Two cases differing in terms of the prescribed activation initiation location were simulated. These cases are, namely,

  • Normal: activation was initiated at the septum near the base,

  • Pacing: activation was initiated at the LVFW near the base.

A schematic of the simulation timeline and pacing location is shown in Fig. 5. The homeostatic set point for the maximum elastic myofiber stretch si,h = λf,h in the growth constitutive model in Eq. (3) was prescribed using the local values obtained from the “Normal” case with septal activation. Deviations of the maximum elastic fiber stretch in the “Pacing” case from the homeostatic values were used as growth stimuli.

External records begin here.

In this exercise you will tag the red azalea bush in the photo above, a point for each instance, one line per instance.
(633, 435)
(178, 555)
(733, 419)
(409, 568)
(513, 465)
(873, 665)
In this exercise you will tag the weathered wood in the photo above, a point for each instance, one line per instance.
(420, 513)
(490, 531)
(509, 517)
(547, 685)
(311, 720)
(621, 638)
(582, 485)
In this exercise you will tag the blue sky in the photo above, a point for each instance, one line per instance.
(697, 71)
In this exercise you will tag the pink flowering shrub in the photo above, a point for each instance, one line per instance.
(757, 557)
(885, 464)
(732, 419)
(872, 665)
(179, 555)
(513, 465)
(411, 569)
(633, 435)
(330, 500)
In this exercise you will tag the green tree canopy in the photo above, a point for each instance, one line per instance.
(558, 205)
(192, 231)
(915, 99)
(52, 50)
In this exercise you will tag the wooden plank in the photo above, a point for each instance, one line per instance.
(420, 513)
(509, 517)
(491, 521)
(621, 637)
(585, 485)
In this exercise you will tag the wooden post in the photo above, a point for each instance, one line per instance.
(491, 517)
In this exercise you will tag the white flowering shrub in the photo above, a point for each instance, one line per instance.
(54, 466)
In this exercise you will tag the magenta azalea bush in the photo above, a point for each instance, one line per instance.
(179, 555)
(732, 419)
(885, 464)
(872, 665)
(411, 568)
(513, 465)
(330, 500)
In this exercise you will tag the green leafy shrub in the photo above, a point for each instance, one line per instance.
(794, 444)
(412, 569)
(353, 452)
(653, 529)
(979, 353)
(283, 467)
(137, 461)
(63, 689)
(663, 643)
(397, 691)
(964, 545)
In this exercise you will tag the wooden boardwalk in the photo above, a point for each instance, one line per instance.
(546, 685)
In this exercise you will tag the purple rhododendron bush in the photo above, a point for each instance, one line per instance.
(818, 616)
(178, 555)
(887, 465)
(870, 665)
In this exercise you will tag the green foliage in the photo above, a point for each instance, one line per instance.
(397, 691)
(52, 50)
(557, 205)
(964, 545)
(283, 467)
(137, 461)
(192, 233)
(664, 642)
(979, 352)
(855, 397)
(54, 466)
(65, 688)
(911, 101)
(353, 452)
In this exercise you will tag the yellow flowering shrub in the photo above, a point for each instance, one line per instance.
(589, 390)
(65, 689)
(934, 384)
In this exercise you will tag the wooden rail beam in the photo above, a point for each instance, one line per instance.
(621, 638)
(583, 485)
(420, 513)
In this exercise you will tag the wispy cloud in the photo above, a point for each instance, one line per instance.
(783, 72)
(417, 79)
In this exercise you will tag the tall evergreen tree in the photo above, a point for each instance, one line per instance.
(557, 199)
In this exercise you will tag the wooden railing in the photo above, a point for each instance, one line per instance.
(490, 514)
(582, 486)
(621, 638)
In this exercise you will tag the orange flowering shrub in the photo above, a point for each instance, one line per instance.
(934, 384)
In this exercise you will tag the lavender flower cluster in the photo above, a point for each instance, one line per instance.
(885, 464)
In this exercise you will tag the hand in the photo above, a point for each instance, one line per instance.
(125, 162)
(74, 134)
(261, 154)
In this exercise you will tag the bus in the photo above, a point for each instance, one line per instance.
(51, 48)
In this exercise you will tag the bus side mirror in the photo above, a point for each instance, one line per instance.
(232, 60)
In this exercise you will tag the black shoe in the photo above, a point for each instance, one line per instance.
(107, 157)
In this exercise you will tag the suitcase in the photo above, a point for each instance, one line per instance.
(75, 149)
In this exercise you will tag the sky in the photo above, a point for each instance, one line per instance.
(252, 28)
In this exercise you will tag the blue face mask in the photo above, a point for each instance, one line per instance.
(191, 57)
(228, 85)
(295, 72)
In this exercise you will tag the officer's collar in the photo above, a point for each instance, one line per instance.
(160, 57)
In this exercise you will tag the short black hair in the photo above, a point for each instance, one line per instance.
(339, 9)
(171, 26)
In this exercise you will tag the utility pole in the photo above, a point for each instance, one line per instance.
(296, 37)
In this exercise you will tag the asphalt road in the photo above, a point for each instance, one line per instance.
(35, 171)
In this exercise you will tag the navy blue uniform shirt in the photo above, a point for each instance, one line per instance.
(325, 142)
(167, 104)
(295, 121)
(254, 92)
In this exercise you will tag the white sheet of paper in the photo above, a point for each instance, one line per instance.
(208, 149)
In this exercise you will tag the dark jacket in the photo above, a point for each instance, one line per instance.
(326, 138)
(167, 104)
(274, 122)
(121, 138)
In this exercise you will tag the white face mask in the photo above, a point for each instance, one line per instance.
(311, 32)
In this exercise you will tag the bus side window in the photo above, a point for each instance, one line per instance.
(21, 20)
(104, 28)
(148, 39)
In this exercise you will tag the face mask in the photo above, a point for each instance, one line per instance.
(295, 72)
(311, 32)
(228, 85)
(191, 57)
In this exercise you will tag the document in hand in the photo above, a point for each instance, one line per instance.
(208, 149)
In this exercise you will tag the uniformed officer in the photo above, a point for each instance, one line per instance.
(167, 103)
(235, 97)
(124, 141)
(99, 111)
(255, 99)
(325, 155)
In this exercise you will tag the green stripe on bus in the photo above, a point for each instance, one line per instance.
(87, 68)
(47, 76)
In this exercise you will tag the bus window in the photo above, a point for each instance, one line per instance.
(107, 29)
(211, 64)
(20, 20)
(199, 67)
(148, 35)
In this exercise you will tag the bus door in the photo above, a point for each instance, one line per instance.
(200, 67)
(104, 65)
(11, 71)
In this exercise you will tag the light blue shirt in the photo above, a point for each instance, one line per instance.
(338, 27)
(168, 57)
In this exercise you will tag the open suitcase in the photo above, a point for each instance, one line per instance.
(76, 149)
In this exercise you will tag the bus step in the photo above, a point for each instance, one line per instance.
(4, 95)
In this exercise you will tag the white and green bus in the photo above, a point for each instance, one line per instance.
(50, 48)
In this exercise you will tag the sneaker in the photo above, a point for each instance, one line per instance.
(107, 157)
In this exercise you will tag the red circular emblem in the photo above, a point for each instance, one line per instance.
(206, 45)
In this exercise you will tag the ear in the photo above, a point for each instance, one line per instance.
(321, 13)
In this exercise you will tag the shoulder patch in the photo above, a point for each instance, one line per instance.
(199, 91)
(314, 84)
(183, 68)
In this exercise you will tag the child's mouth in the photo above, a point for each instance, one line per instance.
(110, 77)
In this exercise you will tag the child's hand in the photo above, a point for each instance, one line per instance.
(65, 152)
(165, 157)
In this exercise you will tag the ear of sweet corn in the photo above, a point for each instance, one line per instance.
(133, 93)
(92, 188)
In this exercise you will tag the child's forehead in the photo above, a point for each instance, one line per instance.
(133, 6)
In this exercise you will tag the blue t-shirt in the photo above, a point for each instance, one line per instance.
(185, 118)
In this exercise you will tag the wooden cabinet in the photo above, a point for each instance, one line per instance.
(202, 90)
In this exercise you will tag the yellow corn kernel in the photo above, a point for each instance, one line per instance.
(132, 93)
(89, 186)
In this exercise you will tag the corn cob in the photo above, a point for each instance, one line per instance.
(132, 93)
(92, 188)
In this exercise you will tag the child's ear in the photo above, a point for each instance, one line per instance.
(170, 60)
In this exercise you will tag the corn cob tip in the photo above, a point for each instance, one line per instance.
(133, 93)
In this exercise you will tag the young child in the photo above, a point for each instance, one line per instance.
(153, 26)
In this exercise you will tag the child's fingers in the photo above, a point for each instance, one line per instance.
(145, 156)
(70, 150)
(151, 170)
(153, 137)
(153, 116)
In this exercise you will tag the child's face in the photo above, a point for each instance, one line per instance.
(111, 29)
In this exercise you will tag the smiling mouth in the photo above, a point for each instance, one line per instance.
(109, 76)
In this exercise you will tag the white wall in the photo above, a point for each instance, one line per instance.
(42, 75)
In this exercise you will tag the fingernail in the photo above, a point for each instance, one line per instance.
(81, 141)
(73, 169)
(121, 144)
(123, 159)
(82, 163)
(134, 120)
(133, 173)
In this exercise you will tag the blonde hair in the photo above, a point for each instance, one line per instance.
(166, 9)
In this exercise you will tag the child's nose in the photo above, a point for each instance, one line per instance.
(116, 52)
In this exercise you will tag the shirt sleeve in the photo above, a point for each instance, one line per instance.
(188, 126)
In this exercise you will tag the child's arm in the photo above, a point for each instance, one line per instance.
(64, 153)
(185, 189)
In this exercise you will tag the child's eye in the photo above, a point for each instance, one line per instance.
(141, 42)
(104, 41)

Calibration of G&R simulations

Growth parameters used in the simulations are shown in Table 2. All other model parameters are given in the Appendix. Based on Eqs (3) and (4), half-life is given by

$${t}_{\frac{1}{2},j}={\tau }_{j}\,\mathrm{ln}\,(2)\frac{{\theta }_{max}-{\theta }_{min}}{{\lambda }_{f}-{\lambda }_{f,h}},$$
(19)

with subscript j = g,rg and γg,i = γrg,i = 1.0. Using a deviation of λfλf,h = ±0.06, τg and τrg were initialized with a half-life of 170 days for θs and θn. Given the exponential decay, this will produce an increase in θs and θn by 53% in 6 months. The net change in thickness also depends on the material properties of the body prescribed during growth deformations8 and hence, the simulated changes in wall thickness were expected to be lesser. Forward growth rates for θf and reverse growth rates for θs and θn were adjusted together to match LV dilation and early activated region thinning, respectively. The sensitivity of growth rates to λfλf,h = ±0.06 is shown in Fig. 6. In six months, a change in λfλf,h from 0.06 to 0.08 would result in corresponding changes in θs and θn from 53% to 63%.

Table 2 Model parameters.
Figure 6
figure 6

Effect of varying G&R parameters. Changes in Left: τg from 40.0 to 1.0 for λf − λf,h = 0.06; Middle: τg from 40.0 to 1.0 for λf − λf,h = −0.06; Right: λf − λf,h from 0.01 to 0.1 for τg = 9.6. Red: Parameter values in Table 2.